そんな場所に、目の前の男が入れる器だとは思えなかった。
「ディープタウンに招待されていないような三流であれば、知らないのも無理はない」
ロウは嘲笑を返す。
とはいえ、彼自身も目の前の男と何ら変わらない。
運良くクロガネに拾われただけという事実を理解しつつ、この場ではあくまで演者としてロシオと対峙している。

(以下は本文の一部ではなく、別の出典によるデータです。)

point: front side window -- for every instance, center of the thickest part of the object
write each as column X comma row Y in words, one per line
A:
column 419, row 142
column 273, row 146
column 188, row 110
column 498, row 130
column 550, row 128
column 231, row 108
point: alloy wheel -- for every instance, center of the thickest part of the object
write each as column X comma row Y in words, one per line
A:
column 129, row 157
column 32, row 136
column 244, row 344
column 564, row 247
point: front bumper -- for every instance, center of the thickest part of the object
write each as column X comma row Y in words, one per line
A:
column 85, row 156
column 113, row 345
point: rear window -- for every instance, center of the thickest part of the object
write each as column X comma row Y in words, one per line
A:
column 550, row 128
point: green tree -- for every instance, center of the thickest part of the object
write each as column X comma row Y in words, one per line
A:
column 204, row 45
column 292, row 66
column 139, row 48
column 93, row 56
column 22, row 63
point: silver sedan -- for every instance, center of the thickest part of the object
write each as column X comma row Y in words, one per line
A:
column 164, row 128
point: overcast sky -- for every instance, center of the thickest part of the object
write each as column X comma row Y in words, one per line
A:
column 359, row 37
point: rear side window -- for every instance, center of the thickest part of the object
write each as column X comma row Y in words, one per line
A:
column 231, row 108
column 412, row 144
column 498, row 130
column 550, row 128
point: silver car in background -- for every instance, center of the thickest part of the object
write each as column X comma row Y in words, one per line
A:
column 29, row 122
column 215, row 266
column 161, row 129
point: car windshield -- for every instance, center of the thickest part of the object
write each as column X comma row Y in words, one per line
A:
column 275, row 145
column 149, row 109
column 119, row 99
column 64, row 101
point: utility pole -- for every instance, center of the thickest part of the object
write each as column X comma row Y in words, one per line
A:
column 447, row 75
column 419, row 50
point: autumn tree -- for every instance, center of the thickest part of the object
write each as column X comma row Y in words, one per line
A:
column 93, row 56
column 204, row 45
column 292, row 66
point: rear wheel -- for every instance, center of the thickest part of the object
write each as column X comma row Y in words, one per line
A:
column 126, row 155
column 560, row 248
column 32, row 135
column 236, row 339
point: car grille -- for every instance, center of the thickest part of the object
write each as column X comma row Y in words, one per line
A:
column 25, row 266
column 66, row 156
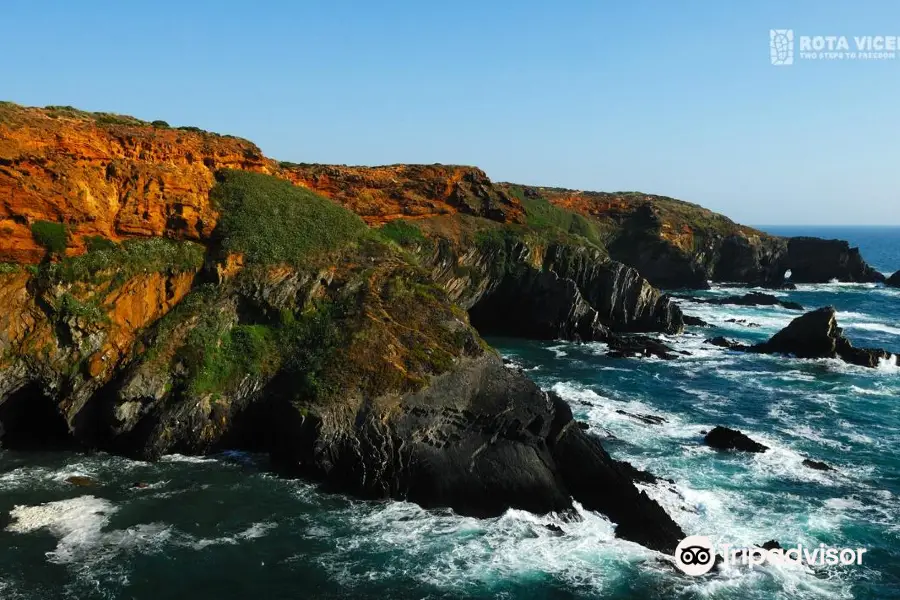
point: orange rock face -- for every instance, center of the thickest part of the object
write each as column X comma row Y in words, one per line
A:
column 113, row 179
column 381, row 194
column 118, row 177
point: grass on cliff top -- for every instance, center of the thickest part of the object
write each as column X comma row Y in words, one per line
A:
column 546, row 218
column 107, row 260
column 402, row 232
column 272, row 221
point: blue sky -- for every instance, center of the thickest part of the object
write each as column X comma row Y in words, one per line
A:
column 674, row 98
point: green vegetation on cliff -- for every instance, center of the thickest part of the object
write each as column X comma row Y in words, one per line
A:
column 271, row 221
column 52, row 236
column 402, row 232
column 105, row 260
column 546, row 218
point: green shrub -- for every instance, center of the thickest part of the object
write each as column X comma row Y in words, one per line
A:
column 402, row 232
column 217, row 357
column 69, row 306
column 52, row 236
column 270, row 221
column 107, row 260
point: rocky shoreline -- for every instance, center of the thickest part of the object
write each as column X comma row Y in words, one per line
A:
column 170, row 290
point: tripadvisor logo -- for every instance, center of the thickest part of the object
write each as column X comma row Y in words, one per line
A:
column 696, row 555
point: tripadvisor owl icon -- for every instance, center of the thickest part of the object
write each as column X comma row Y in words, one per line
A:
column 694, row 555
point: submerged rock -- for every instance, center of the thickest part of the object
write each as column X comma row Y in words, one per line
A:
column 817, row 335
column 751, row 299
column 638, row 346
column 723, row 342
column 743, row 322
column 695, row 321
column 81, row 481
column 724, row 438
column 814, row 335
column 644, row 418
column 817, row 465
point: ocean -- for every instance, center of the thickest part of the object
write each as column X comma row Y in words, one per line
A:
column 225, row 527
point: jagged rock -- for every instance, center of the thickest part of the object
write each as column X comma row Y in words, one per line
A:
column 814, row 260
column 639, row 475
column 590, row 476
column 521, row 289
column 638, row 346
column 724, row 438
column 723, row 342
column 81, row 481
column 538, row 305
column 817, row 335
column 817, row 465
column 644, row 418
column 695, row 321
column 751, row 299
column 743, row 322
column 554, row 528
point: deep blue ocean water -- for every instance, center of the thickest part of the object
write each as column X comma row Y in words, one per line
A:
column 223, row 527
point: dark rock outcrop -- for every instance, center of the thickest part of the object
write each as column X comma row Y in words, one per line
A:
column 814, row 260
column 360, row 374
column 643, row 418
column 723, row 342
column 724, row 438
column 817, row 335
column 695, row 321
column 751, row 299
column 590, row 477
column 813, row 335
column 517, row 288
column 639, row 346
column 743, row 322
column 817, row 465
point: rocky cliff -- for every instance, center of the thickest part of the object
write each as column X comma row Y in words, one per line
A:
column 172, row 290
column 677, row 244
column 107, row 175
column 266, row 317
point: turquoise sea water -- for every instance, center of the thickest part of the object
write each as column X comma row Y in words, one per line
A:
column 223, row 527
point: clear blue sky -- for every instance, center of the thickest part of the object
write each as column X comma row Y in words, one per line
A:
column 675, row 98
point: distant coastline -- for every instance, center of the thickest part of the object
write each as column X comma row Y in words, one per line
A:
column 879, row 244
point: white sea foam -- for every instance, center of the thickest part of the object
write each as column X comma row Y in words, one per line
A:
column 181, row 458
column 79, row 526
column 865, row 326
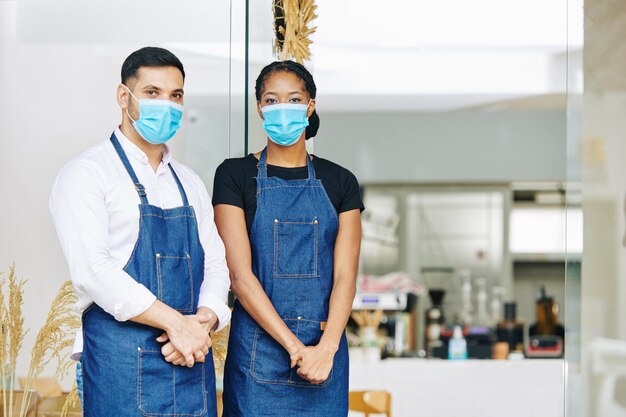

「我々のボスはデンズファミリーにも慈悲の手を差し伸べようとしている」
上からの物言いにロシオは言葉を返そうとするが、その前にロウが手紙を投げ渡す。
「ケリー・デンズに見せるといい。凡愚でなければ、この好機を投げ捨てるような真似はしないだろう」
中身は至極単純だ。
デンズファミリーがロウに従属を迫ったように、同じ事をやり返しただけ。
中身を見ずともロシオはそれを予期していた。
「意趣返しのつもりか?」
即座に銃を取り出してロウに突き付ける。
これ以上の侮辱は我慢ならなかった。
だというのに、護衛として控えているハスカはピクリとも反応しない。
銃口を向けられているロウも顔色一つ変えずに構えている。
安い脅しに怯えるほど小物ではない。
「……一度だけ、本心から忠告をしておこう。我々のボスは慈悲深いが、敵対者には一切の容赦がない」
「そんなもの、どの組織だって変わらないだろ」
「好きに受け取ればいい」
これで従わないのであれば、その時は徹底的に潰すことになるだろう。
従属も壊滅も――方向が違うだけで、いずれもクロガネにとっては利益に変わりない。
「そんなに潰されたいなら望み通りにしてやる。覚悟しておけよ?」
ロシオは憤った様子で吐き捨て、銃を懐にしまう。
さすがにこの場で発砲すれば彼の価値を大きく落とすことになる。
投げ渡された手紙を破り捨て、ロシオが荒々しく退室する。
唯一助かる手段を躊躇せず破棄してしまった彼を見て、
「忠告はしたぞ」
いっそ哀れみさえ感じつつ、ロウはその背を見送った。